COUSIN, Jean the Younger
(b. ca. 1525, Sens, d. ca. 1595, Paris)
Painter, part of a French family of painters, draughtsmen and designers. From the 17th century until the 20th century, historians had fused two artists, father and son, into one personality that had become almost entirely mythical, with a career that spanned virtually the entire 16th century. Archival researches demonstrated that there had been an elder Jean Cousin, born probably no earlier than 1490 and surely not much after 1505, who died in 1560 or possibly 1561, and a younger Jean Cousin, his son, also an artist, who was a student at the University of Paris in 1542 and died around 1595. A seemingly unrelated sculptor of the same name was active in Paris in the 1540s but was dead by 1549. No work by him has been identified, but he was commissioned in 1541 to execute six statues for the cloisters of the convent of the Célestins in Paris. Although few paintings can be securely attributed to Jean Cousin the Elder, he was a major figure in the classicizing trend of French art in the 1540s and 1550s. Jean Cousin the Younger is a more shadowy figure, who carried on his father's workshop and style into the second half of the 16th century.

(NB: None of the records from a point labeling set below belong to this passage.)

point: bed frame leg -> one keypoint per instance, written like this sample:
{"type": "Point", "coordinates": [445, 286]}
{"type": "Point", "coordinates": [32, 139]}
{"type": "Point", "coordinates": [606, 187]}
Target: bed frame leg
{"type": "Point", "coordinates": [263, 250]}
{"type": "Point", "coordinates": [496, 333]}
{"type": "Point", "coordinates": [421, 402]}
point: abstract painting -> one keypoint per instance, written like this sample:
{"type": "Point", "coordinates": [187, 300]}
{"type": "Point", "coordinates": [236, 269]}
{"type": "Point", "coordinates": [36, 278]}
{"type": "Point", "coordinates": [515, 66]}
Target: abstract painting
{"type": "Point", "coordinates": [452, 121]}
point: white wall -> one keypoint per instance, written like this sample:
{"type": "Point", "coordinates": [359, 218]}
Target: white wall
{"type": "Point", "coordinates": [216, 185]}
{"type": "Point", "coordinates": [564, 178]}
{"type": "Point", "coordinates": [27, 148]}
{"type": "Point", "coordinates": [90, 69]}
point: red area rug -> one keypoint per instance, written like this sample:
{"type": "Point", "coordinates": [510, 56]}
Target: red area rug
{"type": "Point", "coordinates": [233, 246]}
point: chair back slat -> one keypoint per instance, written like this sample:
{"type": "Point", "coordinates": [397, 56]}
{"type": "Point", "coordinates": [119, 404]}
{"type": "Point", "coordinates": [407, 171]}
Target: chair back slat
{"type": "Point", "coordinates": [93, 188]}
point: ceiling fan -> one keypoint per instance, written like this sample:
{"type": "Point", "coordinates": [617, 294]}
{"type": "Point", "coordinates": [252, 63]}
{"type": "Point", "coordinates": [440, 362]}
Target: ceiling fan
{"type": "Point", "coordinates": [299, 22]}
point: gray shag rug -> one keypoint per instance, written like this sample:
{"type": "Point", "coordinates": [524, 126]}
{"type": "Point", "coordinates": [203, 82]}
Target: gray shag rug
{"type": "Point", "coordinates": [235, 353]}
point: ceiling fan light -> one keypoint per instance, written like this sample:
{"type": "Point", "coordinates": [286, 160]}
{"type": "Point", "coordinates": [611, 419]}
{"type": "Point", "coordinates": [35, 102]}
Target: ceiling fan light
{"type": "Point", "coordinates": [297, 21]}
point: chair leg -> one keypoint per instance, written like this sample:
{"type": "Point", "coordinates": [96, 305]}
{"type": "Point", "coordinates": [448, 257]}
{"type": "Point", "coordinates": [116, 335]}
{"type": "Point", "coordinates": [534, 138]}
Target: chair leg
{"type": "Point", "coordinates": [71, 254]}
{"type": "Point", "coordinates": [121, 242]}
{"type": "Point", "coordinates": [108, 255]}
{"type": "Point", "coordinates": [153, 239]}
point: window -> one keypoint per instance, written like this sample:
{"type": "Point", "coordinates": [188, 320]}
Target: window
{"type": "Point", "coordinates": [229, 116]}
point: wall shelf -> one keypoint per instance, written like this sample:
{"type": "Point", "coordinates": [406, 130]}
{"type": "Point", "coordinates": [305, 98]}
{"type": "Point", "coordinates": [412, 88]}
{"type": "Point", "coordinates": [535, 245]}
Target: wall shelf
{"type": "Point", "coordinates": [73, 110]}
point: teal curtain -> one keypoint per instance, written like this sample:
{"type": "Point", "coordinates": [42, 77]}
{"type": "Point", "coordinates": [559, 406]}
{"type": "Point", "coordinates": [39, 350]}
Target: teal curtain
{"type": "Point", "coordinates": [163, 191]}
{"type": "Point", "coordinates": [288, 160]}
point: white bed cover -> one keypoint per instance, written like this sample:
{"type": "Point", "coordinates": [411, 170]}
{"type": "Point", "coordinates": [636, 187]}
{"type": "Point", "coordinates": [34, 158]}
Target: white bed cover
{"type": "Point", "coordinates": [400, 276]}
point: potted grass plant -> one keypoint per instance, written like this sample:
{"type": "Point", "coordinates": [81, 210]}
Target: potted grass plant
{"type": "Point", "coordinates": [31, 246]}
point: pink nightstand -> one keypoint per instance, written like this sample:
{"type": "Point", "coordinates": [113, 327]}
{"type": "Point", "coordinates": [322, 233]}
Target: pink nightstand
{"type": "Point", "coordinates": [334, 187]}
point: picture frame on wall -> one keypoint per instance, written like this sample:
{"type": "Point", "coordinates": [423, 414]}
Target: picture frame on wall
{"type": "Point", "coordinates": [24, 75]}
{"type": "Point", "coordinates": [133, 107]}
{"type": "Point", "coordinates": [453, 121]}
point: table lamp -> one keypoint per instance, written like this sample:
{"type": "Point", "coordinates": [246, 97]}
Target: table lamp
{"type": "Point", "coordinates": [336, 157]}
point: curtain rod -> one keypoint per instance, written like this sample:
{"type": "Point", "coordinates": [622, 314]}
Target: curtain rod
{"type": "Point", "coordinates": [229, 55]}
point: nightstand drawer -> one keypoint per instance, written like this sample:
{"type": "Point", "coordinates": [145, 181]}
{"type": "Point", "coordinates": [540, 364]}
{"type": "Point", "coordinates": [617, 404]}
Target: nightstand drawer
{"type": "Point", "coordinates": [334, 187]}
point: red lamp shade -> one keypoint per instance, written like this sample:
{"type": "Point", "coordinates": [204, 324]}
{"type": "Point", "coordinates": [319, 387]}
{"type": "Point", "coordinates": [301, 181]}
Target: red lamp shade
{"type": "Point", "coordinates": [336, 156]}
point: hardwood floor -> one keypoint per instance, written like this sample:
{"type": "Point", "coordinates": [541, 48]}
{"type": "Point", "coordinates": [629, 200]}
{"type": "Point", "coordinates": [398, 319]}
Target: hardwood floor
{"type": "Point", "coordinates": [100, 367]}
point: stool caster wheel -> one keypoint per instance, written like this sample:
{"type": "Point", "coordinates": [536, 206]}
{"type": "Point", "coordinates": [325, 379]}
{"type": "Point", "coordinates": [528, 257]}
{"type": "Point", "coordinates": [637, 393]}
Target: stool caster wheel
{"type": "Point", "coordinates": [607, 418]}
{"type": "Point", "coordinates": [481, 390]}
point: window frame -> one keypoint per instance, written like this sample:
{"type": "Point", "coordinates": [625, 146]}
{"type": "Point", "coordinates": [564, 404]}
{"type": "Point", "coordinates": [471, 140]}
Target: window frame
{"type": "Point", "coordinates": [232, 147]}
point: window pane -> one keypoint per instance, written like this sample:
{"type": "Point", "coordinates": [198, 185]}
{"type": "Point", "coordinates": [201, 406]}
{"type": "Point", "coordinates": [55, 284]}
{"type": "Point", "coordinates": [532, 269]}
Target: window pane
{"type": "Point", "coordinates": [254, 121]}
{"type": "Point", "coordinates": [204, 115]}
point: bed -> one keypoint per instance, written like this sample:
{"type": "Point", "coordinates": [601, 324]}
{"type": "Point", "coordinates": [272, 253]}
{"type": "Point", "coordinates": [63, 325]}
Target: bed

Jean Cousin the Younger was a student at the University of Paris in 1542, an interesting index of his father's social and cultural ambitions. He must have learnt and practised art in his father's studio until the latter's death and continued very much in the same vein. Although he is mentioned by a number of contemporary writers, his artistic personality is even more elusive than his father's. One painting can be definitely ascribed to him and shows his style in later life: the Last Judgement (Paris, Louvre), which shows innumerable figures in a vast space but on a small canvas. It is painted with great finesse but little energy and displays a sophisticated sense of colour. A book of emblems of Fortune (Paris, Institut de France), which bears a date of 1568, was certainly drawn by him. On the basis of this work a whole corpus of drawings is attributed to him, but recent studies have shown that the style of some of these drawings is so close to the manner of his father that the distinction between the two is by no means easy.